As a complete “Kyber rack,” the solution is the Rubin Ultra NVL576, as 576 GPUs are now used in 144 packages. That’s twice as many packages and four times as many GPUs as currently available with the Blackwell Ultra, which Nvidia wants to fit into a single rack. The 90-degree rack, manufactured by NVIDIA, is once again considerably denser than current 90-degree racks. According to Jensen Huang, the water-cooled tower achieves a power requirement of 600 kilowatts. Rubin Ultra NVL576
Rubin Ultra NVL576 Image 1 of 3
15 exaflops for FP4 inference
Feynman Folgt 2028
Feynman is finally a new architecture for the second half of 2028, dedicated to physicist Richard Phillips Feynman. Feynman has not yet been seen on a public roadmap, and Nvidia was also more covered by the GTC. Feynman Roadmap for 2028
Feynman Roadmap for 2028 Image 1 of 2
Feynman should therefore continue to rely on the Vera-CPU on “Next-Gen” HBM and when selecting the dual solution.

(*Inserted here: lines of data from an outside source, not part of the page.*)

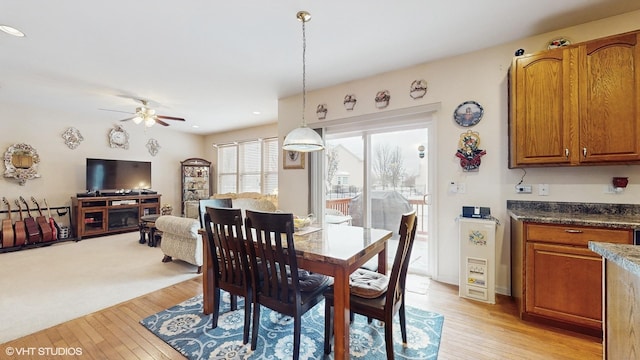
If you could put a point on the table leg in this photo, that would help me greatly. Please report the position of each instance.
(382, 260)
(341, 314)
(142, 239)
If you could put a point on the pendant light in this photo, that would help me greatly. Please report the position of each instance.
(303, 139)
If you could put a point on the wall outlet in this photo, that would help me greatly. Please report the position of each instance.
(543, 190)
(523, 189)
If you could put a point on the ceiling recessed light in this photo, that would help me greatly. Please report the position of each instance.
(11, 30)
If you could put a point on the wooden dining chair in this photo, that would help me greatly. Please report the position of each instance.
(231, 266)
(284, 288)
(202, 207)
(369, 296)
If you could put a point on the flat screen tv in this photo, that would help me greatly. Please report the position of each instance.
(104, 174)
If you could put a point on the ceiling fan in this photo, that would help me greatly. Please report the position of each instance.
(144, 114)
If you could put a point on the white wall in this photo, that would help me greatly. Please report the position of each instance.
(63, 169)
(480, 76)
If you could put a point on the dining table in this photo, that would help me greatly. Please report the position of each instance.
(333, 250)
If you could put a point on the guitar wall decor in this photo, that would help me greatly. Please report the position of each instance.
(7, 228)
(52, 222)
(43, 223)
(20, 228)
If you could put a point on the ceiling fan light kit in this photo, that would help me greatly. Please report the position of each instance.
(303, 139)
(148, 116)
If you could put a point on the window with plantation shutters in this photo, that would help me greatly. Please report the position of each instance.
(249, 166)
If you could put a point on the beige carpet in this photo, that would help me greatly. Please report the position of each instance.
(46, 286)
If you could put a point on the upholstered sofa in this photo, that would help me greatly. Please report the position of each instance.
(244, 200)
(180, 239)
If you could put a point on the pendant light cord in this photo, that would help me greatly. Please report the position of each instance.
(304, 72)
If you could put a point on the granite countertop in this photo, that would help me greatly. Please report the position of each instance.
(620, 216)
(626, 256)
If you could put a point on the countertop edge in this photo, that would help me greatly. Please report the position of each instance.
(617, 222)
(624, 255)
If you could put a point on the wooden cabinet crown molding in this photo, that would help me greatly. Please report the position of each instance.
(576, 105)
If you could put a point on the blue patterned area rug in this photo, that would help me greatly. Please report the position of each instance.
(188, 330)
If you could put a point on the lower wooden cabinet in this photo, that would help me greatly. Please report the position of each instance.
(556, 279)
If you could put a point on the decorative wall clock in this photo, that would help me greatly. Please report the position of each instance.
(119, 138)
(72, 137)
(21, 163)
(153, 146)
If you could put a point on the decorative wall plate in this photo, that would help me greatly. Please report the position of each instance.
(119, 138)
(72, 137)
(559, 42)
(468, 113)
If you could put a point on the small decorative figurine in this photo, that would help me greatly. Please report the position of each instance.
(321, 111)
(350, 101)
(418, 89)
(468, 151)
(382, 99)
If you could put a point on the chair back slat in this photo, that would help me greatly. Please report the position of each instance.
(398, 276)
(228, 246)
(272, 235)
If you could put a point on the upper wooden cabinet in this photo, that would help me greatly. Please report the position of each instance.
(576, 105)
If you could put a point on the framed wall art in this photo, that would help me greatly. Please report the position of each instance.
(292, 159)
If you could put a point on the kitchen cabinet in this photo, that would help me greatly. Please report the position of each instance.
(576, 105)
(196, 181)
(556, 279)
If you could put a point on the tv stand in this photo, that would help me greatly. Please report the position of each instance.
(103, 215)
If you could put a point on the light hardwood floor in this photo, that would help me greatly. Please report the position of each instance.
(472, 330)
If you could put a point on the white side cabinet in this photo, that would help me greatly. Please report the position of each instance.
(477, 259)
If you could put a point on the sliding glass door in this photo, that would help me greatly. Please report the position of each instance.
(374, 175)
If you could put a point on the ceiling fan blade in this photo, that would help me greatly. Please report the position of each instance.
(126, 112)
(161, 122)
(169, 118)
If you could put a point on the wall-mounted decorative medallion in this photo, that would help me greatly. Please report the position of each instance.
(72, 137)
(153, 146)
(382, 99)
(119, 138)
(468, 113)
(468, 151)
(21, 163)
(350, 101)
(321, 111)
(418, 89)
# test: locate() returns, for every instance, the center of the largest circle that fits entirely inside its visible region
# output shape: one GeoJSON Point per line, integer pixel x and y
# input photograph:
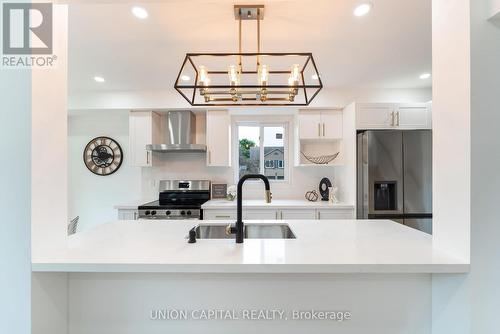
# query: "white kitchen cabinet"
{"type": "Point", "coordinates": [144, 129]}
{"type": "Point", "coordinates": [332, 124]}
{"type": "Point", "coordinates": [128, 214]}
{"type": "Point", "coordinates": [257, 214]}
{"type": "Point", "coordinates": [219, 214]}
{"type": "Point", "coordinates": [218, 138]}
{"type": "Point", "coordinates": [393, 116]}
{"type": "Point", "coordinates": [320, 125]}
{"type": "Point", "coordinates": [414, 116]}
{"type": "Point", "coordinates": [375, 116]}
{"type": "Point", "coordinates": [294, 214]}
{"type": "Point", "coordinates": [278, 214]}
{"type": "Point", "coordinates": [309, 125]}
{"type": "Point", "coordinates": [336, 214]}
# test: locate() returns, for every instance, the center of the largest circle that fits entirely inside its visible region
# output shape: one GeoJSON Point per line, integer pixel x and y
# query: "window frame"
{"type": "Point", "coordinates": [262, 125]}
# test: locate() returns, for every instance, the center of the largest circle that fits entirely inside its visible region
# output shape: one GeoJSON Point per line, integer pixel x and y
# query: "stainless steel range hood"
{"type": "Point", "coordinates": [180, 134]}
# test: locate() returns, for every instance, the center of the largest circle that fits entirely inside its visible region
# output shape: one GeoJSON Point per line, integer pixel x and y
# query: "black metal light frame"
{"type": "Point", "coordinates": [188, 61]}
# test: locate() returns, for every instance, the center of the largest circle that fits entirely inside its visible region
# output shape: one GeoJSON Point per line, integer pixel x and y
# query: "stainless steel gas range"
{"type": "Point", "coordinates": [178, 199]}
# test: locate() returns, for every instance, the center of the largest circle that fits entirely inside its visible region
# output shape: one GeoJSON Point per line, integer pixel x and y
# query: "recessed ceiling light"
{"type": "Point", "coordinates": [363, 9]}
{"type": "Point", "coordinates": [140, 12]}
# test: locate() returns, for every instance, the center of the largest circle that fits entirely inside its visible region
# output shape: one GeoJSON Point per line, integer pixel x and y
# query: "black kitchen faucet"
{"type": "Point", "coordinates": [239, 227]}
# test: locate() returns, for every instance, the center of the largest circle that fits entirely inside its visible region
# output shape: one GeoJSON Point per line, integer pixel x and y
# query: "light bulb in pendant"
{"type": "Point", "coordinates": [234, 77]}
{"type": "Point", "coordinates": [263, 75]}
{"type": "Point", "coordinates": [203, 75]}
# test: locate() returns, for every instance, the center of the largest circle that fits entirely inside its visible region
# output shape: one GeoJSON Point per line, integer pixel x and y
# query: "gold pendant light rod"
{"type": "Point", "coordinates": [271, 85]}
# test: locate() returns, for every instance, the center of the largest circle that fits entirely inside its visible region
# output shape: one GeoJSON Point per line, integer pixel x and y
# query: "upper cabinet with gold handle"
{"type": "Point", "coordinates": [320, 124]}
{"type": "Point", "coordinates": [405, 116]}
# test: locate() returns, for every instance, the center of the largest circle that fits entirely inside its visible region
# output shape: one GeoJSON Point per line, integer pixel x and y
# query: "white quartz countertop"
{"type": "Point", "coordinates": [133, 205]}
{"type": "Point", "coordinates": [321, 246]}
{"type": "Point", "coordinates": [278, 203]}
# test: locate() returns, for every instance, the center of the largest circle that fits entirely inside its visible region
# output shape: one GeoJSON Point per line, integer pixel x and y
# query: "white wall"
{"type": "Point", "coordinates": [380, 304]}
{"type": "Point", "coordinates": [333, 97]}
{"type": "Point", "coordinates": [485, 179]}
{"type": "Point", "coordinates": [91, 196]}
{"type": "Point", "coordinates": [49, 191]}
{"type": "Point", "coordinates": [493, 9]}
{"type": "Point", "coordinates": [15, 172]}
{"type": "Point", "coordinates": [451, 126]}
{"type": "Point", "coordinates": [301, 179]}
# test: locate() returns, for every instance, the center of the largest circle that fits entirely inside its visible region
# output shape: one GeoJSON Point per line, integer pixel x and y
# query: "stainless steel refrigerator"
{"type": "Point", "coordinates": [394, 177]}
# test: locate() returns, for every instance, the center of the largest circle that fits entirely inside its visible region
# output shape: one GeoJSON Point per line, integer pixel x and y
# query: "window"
{"type": "Point", "coordinates": [262, 150]}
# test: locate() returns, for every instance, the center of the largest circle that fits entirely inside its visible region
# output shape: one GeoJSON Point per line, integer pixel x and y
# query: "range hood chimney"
{"type": "Point", "coordinates": [180, 134]}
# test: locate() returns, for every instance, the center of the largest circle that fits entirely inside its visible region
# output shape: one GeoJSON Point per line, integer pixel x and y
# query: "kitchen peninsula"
{"type": "Point", "coordinates": [321, 246]}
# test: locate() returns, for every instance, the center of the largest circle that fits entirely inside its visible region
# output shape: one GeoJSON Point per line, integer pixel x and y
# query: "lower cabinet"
{"type": "Point", "coordinates": [128, 214]}
{"type": "Point", "coordinates": [291, 214]}
{"type": "Point", "coordinates": [336, 214]}
{"type": "Point", "coordinates": [219, 214]}
{"type": "Point", "coordinates": [277, 214]}
{"type": "Point", "coordinates": [258, 214]}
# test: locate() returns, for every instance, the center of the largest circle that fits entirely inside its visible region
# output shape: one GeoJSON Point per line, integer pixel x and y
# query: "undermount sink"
{"type": "Point", "coordinates": [252, 231]}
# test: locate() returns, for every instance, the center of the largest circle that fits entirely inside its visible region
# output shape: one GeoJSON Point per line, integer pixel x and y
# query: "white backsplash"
{"type": "Point", "coordinates": [193, 166]}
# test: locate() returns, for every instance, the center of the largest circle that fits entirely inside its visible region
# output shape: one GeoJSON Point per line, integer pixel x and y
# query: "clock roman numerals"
{"type": "Point", "coordinates": [103, 156]}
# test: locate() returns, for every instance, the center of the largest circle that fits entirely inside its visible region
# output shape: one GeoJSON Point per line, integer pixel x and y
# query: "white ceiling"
{"type": "Point", "coordinates": [389, 48]}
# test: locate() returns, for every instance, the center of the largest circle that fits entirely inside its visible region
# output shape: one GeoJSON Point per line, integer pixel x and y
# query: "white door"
{"type": "Point", "coordinates": [265, 214]}
{"type": "Point", "coordinates": [218, 138]}
{"type": "Point", "coordinates": [413, 116]}
{"type": "Point", "coordinates": [291, 214]}
{"type": "Point", "coordinates": [309, 125]}
{"type": "Point", "coordinates": [375, 116]}
{"type": "Point", "coordinates": [331, 124]}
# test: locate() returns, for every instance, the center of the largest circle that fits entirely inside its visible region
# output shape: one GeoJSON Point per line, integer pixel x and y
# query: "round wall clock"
{"type": "Point", "coordinates": [103, 156]}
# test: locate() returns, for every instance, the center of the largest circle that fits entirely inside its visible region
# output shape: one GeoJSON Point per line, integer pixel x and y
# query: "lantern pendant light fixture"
{"type": "Point", "coordinates": [249, 79]}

The 8th generation NVSwitch for “NVL-Next” and the new network solutions Spectrum7 and ConnectX 10 go hand in hand with the generation.
Techastuce received information about this article from Nvidia during a manufacturer event in San Jose, California. The cost of arrival, departure, and five hotel accommodations were covered by the company. There was no influence from the manufacturer or obligation to report.

An engineer by training, Alexandre shares his knowledge on GPU performance for gaming and creation.